Jurisprudência - Direito Penal

LEI N. 9271, DE 1996. SUSPENSAO DO PROCESSO. IMPOSSIBILIDADE. Homicídio qualificado.Preliminar de não conhecimento. Rejeição. Mérito. Suspensão do curso da ação penal. Delito praticado em 18/06/1995, anteriormente à edição da Lei n. 9.271/96 que alterou a redação do artigo 366 do Código de Processo Penal. Suspensão do processo e da prescrição. Irretroatividade da norma. Provimento do recurso ministerial. Preliminarmente, se o recurso cabível é objeto de intensa controvérsia doutrinária e jurisprudencial, ora se inclinando os doutos pela apelação, ora pelo recurso em sentido estrito, ora pela correição parcial e ora pelo mandado de segurança, forçoso conhecer-se do apelo nos termos do que preceitua o artigo 579 do Código de Processo Penal. No mérito, suspenso o processo com base no artigo 366 do Código de Processo Penal e estando o denunciado respondendo por delito cometido em data anterior à Lei n. 9.271/96,que modificou o artigo 366 do Código de Processo Penal, tem o Ministério Público, titular da ação penal, legítimo interesse no prosseguimento da ação. A maciça Jurisprudência orienta a impossibilidade de aplicação retroativa da Lei que modificou o artigo 366 do Código de Processo Penal, a qual preconiza no contexto do mesmo artigo a incidibilidade da suspensão do processo e da suspensão do curso da prescrição.Por seu caráter penal impede a aplicação aos processos em curso quando do advento da lei nova. Trata-se de lei de conteúdo misto-penal (suspensão da prescrição) e processual penal (suspensão do processo) vedada a retroatividade, levando-se em conta ser o aspecto penal da norma prejudicial ao réu, que os impede o curso da prescrição. O fato de que cuida a hipótese em apreciação,antecede à vigência da Lei e por isso mesmo, tem o Ministério Público interesse em que seja dado prosseguimento ao processo. Provimento do apelo,determinando-se o prosseguimento da ação penal, em seus ulteriores termos. (TJRJ. AC - 2007.050.00796. JULGADO EM 22/03/2007. OITAVA CAMARA CRIMINAL - Unanime. RELATORA: DESEMBARGADORA MARIA RAIMUNDA T. AZEVEDO)

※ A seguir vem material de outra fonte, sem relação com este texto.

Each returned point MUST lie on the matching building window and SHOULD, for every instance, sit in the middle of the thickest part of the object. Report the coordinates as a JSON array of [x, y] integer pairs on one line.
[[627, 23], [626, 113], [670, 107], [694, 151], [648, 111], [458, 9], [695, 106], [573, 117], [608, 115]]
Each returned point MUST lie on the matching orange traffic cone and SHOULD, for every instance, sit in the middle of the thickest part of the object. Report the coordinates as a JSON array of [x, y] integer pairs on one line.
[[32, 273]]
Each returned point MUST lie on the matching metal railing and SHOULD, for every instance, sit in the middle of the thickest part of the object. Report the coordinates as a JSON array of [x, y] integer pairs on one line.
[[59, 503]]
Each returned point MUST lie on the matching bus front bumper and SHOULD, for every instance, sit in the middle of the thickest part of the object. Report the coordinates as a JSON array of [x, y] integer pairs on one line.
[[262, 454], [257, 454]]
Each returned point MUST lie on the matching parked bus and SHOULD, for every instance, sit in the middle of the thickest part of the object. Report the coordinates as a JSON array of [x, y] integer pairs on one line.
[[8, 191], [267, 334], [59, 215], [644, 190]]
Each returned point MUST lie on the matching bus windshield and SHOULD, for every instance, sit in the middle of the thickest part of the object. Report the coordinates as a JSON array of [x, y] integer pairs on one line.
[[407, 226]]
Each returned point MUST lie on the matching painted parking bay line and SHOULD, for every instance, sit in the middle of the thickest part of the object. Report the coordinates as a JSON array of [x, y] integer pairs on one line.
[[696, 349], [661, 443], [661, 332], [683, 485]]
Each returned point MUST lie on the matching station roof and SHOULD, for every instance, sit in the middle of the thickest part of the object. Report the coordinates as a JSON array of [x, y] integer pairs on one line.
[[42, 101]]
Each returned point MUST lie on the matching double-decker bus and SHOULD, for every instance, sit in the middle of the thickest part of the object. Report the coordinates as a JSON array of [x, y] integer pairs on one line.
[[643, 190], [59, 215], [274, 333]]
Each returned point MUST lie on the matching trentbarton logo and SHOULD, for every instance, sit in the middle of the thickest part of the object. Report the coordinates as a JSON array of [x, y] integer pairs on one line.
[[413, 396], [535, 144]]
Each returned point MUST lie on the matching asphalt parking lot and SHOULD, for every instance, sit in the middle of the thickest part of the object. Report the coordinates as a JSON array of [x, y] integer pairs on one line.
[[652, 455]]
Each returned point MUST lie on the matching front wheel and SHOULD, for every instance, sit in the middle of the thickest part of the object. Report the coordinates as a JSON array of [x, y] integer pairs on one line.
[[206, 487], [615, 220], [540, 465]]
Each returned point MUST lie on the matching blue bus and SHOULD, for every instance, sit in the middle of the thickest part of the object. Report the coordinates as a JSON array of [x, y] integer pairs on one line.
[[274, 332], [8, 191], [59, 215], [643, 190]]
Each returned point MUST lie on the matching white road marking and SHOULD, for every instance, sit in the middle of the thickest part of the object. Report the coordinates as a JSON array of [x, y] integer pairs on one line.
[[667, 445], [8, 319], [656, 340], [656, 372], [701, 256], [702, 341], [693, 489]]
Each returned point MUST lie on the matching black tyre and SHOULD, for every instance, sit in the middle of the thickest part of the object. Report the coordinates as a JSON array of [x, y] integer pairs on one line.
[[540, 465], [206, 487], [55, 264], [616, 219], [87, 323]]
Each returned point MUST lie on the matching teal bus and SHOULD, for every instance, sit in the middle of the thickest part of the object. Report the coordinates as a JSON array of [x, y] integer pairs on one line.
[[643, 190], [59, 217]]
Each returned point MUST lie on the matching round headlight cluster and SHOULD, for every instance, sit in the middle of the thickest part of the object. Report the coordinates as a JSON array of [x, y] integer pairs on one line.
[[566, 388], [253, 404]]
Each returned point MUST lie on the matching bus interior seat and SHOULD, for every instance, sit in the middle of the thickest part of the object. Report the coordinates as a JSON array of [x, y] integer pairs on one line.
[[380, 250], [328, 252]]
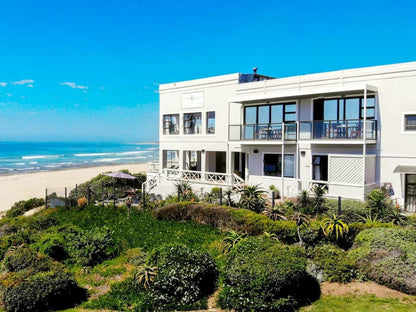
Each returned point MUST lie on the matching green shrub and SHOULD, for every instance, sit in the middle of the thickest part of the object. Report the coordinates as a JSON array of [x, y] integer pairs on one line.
[[334, 263], [25, 258], [219, 217], [184, 276], [22, 206], [136, 256], [43, 291], [252, 198], [260, 275], [92, 246], [352, 210], [388, 256], [124, 296], [53, 245], [227, 218]]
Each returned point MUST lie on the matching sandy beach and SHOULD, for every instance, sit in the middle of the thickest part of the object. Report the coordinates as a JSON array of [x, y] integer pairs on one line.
[[24, 186]]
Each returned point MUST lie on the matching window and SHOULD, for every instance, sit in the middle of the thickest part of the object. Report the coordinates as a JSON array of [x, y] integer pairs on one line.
[[320, 168], [192, 123], [410, 122], [170, 159], [171, 124], [210, 122], [265, 114], [343, 108], [273, 165]]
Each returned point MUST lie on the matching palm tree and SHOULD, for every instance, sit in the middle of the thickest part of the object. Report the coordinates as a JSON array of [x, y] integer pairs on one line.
[[184, 189], [146, 275], [318, 199], [252, 199], [274, 213], [227, 195], [304, 202], [271, 236], [302, 220], [231, 240], [334, 225]]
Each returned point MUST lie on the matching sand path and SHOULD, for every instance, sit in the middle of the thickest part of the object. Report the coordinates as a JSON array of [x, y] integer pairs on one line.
[[24, 186]]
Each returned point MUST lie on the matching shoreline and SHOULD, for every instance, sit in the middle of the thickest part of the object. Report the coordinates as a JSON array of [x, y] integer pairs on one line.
[[16, 187]]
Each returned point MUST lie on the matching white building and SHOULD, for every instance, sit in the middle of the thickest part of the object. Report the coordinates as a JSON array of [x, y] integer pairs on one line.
[[352, 130]]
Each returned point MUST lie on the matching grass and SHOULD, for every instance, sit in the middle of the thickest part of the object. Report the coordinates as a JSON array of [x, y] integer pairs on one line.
[[140, 230], [364, 303]]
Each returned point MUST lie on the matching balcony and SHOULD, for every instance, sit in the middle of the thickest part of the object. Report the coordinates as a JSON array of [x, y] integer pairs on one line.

PRINCIPIO DA PERPETUACAO DA JURISDICAO. CRIME DE AMEACA. COMPETENCIA DO JUIZO CRIMINAL. Ameaça (art. 147 do Código Penal). Nulidade da sentença por incompetência do juízo criminal comum para julgar o crime de ameaça. Inocorrência. A absolvição de um crime maior e a condenação por outro menor não desloca a competência para o Juizado Especial Criminal. Aplicação do princípio da perpetuação da jurisdição (art. 81 do Código de Processo Penal). Pretensão à absolvição,ou à fixação da pena-base no mínimo legal, ou à imposição de multa ao apelante, como permitido pelo art. 147 do Código Penal. Impossibilidade. Prova segura e inquestionável quanto à autoria e ao crime, especialmente pela prova testemunhal produzida. Pena fixada adequadamente ante as condições pessoais do réu. Substituição de pena que não se mostra suficiente aos objetivos preventivo/repressivo ao crime. Aplicação do art. 44, III, do Código Penal, "a contrário senso". Rejeição da preliminar de nulidade e desprovimento do recurso. (TJRJ. AC - 2007.050.01932. JULGADO EM 11/09/2007. QUARTA CAMARA CRIMINAL - Unanime. RELATOR: DESEMBARGADOR FRANCISCO JOSE DE ASEVEDO)

HABEAS CORPUS. PRISÃO PREVENTIVA. PEDIDO DE LIBERDADE PROVISÓRIA. EXCESSO DE PRAZO. INOCORRÊNCIA. 1. Decisão fundamentada com suficiência, máxime quanto à necessariedade da segregação cautelar. 2. O prazo para ultimar-se a instrução não é peremptório, regendo-se pelo princípio da razoabilidade, tendo-se em conta as dificuldades e peculiaridades de cada feito. Ordem denegada. Unânime. (Habeas Corpus Nº 70024055824, Quarta Câmara Criminal, Tribunal de Justiça do RS, Relator: Aristides Pedroso de Albuquerque Neto, Julgado em 05/06/2008)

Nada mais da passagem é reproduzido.